ハッと気づき、すぐに腰を下ろしてしまったが。
「陛下。僭越ながら、そのご提案にはちょっと……」
「ん?? どうしてだ?? アルマンディン侯爵令嬢が以前お前の婚約者候補になっていたのは知っているだろう??」
「知ってはいますが、彼女はどうも自分が侯爵令嬢であることを周りに知られたくないようです。この王城にいるのは「エナ」という少女としていたいようです」
「そうか……」
「それに彼女は私が聖女のどちらかと結婚すべきだとも進めてきました」
デニスがそう言うといつも落ち着いている国王は珍しく高笑いをする。
「そうか。侯爵令嬢は断る代わりに我が息子の婚約者を上げてくれたか。どうだ、デニス。聖女は??」
「やめてください、陛下。聖女のお2人に失礼です。私はどうもまだそのようなことには興味が持てません。全くせっかく帰ってきたのそんな話をするなら僕は帰りますよ」
デニスは国王が自分の婚約者のことばかり話をするので、呆れていつの間にか「私」から「僕」に変わっていた。

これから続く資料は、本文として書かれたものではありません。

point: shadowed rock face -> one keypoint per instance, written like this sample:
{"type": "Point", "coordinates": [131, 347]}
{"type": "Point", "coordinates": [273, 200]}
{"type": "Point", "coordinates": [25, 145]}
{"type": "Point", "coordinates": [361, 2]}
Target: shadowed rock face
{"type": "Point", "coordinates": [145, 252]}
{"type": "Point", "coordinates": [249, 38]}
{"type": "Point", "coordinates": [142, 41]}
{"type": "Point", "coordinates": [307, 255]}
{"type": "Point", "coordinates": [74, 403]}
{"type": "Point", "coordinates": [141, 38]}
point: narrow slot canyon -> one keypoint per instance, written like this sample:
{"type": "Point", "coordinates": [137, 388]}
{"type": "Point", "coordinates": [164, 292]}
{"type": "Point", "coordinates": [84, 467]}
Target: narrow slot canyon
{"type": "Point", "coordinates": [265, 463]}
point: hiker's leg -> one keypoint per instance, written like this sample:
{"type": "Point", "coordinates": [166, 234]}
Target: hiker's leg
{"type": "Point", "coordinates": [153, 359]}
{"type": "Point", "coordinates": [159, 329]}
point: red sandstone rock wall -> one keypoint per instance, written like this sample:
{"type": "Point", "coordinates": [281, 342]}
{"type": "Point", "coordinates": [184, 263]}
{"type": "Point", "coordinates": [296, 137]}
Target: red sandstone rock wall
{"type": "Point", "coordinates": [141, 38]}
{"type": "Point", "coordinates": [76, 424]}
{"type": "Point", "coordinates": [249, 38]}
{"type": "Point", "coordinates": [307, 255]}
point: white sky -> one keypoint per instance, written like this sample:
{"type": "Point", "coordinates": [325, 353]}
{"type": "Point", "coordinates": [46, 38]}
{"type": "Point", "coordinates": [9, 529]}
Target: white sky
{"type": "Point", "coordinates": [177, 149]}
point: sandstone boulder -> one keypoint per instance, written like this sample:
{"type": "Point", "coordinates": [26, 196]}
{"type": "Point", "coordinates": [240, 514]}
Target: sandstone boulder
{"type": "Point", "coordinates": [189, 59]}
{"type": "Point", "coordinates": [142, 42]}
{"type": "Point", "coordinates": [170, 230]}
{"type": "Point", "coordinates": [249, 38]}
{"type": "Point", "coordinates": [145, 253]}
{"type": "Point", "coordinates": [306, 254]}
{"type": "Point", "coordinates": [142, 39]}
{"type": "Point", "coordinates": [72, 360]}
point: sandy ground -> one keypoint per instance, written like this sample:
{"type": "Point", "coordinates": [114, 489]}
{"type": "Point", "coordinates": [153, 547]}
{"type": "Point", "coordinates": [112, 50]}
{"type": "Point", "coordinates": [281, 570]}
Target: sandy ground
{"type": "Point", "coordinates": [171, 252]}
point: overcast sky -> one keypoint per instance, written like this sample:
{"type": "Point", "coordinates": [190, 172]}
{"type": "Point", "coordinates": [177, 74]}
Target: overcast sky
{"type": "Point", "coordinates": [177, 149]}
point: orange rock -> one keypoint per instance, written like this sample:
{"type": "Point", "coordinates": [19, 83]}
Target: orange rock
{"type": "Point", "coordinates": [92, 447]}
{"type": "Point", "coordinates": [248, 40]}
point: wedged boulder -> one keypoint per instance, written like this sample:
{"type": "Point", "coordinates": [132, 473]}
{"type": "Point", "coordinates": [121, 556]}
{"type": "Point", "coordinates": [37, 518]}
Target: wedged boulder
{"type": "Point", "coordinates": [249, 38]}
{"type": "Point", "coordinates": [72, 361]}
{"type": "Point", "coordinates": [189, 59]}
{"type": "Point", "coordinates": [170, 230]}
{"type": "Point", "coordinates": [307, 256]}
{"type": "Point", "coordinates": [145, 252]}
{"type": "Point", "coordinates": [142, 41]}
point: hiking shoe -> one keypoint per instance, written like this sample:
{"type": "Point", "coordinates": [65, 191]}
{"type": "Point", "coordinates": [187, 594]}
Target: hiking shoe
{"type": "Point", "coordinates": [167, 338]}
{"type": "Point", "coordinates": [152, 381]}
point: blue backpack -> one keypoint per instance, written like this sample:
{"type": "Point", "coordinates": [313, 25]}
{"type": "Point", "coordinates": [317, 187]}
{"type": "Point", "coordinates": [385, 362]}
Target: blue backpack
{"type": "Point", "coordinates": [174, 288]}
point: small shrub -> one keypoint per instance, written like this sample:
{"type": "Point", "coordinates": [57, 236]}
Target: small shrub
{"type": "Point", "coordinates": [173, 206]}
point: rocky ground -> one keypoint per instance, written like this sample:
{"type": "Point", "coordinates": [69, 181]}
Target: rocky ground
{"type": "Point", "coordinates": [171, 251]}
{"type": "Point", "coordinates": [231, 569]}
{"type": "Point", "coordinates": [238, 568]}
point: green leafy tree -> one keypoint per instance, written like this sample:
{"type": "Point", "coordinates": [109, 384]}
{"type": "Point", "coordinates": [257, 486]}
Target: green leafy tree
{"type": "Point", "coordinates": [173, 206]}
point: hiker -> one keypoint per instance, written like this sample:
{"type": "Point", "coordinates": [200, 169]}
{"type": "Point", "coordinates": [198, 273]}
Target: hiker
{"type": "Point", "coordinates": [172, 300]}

腰を上げようとするデニスに国王は「ちょっと待っておくれ」と引き留める。
デニスは仕方なく国王の方を向いた。
「なんですか、陛下。おふざけはよしてくださいよ」
「ああ。分かっておる。それでアルマンディン侯爵令嬢……いや、エナのことなんだが、彼女はどうするつもりだ?? ここにいても正直退屈なだけだろう??」
「そうですね……。でも、彼女はどうも機械づくりが得意なようです。ですので、学園に通ってもらうのはどうでしょう??」
「なるほど……。でも、それでは身分がバレてしまうのではないか?? アルマンディン侯爵令嬢のことを知っているものもいるだろう??」
「そのへんは大丈夫かと思います。ステファンによると彼女はどうも髪を切ったようなので」
「髪を切った!?」
「彼女は私たちと近いぐらい短いです。侯爵令嬢がそのような格好をしているとはきっと学園の者たちは思いもしないでしょう」
「なら、彼女が行きたいというのならば、行かしておくれ」
そして、デニスは国王と話を終えると、自分の部屋へと戻ってやっと体を休むことができたのだった。